Creators using AI assistants for writing, ideation, or production work will get better first drafts and fewer frustrating non-answers if they strip prescriptive micro-instructions from their templates.
Risks
### Prompt Debt Accumulates Silently
The biggest risk here is invisible degradation. If your prompts were written for an older model and you've upgraded without re-tuning, you may be getting worse results than you were six months ago — without any obvious error message telling you so. Token costs go up. Output quality drifts down. You assume the model is the problem.
### The Maintenance Burden Is Real
Maintaining separate prompt collections for Opus, Sonnet 4, and GPT-5.5 is genuinely more work. The two-layer architecture reduces this burden, but it doesn't eliminate it. Every major model release now requires a prompt audit. That's a new operational cost that teams need to budget for.

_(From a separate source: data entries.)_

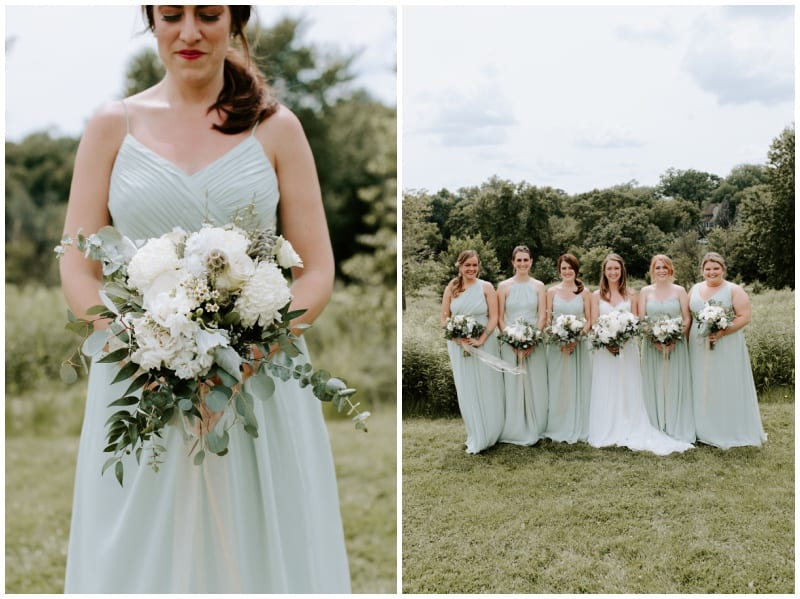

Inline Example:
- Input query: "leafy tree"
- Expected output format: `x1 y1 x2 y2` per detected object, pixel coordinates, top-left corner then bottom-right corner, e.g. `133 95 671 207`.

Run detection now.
124 48 165 98
439 233 504 288
657 168 720 208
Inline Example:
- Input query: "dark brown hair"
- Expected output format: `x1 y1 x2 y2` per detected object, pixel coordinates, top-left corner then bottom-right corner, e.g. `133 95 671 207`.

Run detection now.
447 250 481 297
556 254 583 295
600 254 628 301
142 4 278 135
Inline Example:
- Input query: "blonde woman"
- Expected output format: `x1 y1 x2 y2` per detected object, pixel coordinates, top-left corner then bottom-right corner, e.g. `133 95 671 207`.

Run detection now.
689 252 767 449
639 254 695 443
497 245 547 445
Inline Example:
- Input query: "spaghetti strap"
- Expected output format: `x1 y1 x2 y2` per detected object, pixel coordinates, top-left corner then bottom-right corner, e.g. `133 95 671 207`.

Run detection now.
120 100 131 133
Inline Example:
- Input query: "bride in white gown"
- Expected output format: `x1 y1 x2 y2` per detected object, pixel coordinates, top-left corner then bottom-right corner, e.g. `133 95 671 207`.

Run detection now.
589 254 693 455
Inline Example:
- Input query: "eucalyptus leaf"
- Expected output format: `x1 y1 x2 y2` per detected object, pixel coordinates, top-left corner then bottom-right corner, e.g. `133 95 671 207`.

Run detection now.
206 385 231 412
111 362 139 385
245 374 275 399
214 347 242 382
81 329 108 356
60 364 78 384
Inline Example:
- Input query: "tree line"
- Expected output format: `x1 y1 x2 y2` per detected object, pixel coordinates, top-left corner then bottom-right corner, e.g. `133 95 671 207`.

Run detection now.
5 18 397 287
402 124 794 301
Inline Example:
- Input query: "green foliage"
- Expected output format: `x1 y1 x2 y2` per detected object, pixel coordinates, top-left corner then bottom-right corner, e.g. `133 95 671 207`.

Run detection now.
402 398 795 595
657 168 721 208
123 48 166 98
439 233 504 287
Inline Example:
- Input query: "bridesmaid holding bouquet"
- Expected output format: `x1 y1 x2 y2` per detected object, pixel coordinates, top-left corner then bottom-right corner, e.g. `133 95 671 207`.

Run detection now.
544 254 592 443
497 245 548 445
442 250 505 453
639 254 695 443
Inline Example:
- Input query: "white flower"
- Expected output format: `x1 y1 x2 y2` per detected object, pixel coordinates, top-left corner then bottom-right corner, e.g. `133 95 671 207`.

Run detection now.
235 262 292 327
275 235 303 268
128 237 180 293
183 225 255 291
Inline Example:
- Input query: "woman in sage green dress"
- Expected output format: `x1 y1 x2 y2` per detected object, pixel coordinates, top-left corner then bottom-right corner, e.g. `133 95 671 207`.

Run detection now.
639 254 695 443
544 254 592 443
442 250 505 453
689 252 767 449
497 245 547 445
61 5 350 595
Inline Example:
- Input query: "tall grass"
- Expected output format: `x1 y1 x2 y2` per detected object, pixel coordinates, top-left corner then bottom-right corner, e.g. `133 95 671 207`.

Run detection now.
5 285 397 435
402 398 795 594
402 289 795 417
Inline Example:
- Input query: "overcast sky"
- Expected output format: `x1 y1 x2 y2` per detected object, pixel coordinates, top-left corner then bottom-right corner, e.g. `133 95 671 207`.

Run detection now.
5 5 397 141
401 6 795 194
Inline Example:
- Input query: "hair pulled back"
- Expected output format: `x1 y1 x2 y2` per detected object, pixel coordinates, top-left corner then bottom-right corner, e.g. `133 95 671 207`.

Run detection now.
142 4 278 135
556 254 583 295
447 250 481 297
600 254 628 301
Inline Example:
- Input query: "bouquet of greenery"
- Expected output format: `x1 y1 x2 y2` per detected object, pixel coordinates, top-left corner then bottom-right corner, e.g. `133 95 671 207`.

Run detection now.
444 314 486 356
692 299 736 349
587 310 639 356
639 314 684 356
56 215 369 484
499 318 543 349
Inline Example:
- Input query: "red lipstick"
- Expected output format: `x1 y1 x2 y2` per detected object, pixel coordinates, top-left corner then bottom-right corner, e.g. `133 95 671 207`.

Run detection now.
178 50 203 60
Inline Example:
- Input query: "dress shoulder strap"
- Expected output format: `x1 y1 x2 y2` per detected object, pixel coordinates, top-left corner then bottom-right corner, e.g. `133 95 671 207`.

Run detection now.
120 100 131 133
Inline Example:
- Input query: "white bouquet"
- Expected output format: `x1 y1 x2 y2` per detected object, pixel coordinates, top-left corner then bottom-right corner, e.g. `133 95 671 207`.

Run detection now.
692 299 736 349
544 314 586 346
587 310 639 355
444 314 486 356
499 318 542 349
56 215 369 484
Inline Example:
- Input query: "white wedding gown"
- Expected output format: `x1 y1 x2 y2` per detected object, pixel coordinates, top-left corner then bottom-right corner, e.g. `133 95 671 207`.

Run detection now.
589 299 694 455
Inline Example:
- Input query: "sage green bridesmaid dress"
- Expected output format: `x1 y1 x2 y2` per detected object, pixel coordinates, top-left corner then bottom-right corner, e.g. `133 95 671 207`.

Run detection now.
500 282 547 445
544 294 592 443
689 281 767 449
447 280 505 453
642 297 695 443
65 110 350 594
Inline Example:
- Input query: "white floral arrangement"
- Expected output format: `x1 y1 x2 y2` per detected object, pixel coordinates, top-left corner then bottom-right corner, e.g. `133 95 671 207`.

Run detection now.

### Universal Prompts Are a Trap
The temptation to find one prompt that works everywhere is understandable but counterproductive. As Max Leiter of Vercel put it: "Prompts overfit to models the same way models overfit to data." Every "Be concise" or "DO NOT BE LAZY" instruction in your prompt is a patch for one model's defaults. Change the model, and half those patches become useless — and the other half start causing harm.
Conclusion
Claude Sonnet 4 is a genuinely more capable model than Opus 4.8 by most measures. But capability doesn't translate to results if your prompts are fighting the model's defaults instead of working with them. The 200,000-token run that opened this story wasn't a model failure — it was a prompt failure.
The fix is straightforward in principle: build a stable vendor-agnostic core, add thin model-specific overlays, and audit your existing prompts for phrases that trigger the wrong behaviors in newer models. Both Anthropic and OpenAI have now made it official policy that new models require new prompting strategies. The sooner you treat prompt maintenance as a recurring task rather than a one-time setup, the less money and time you'll waste on tokens that go nowhere.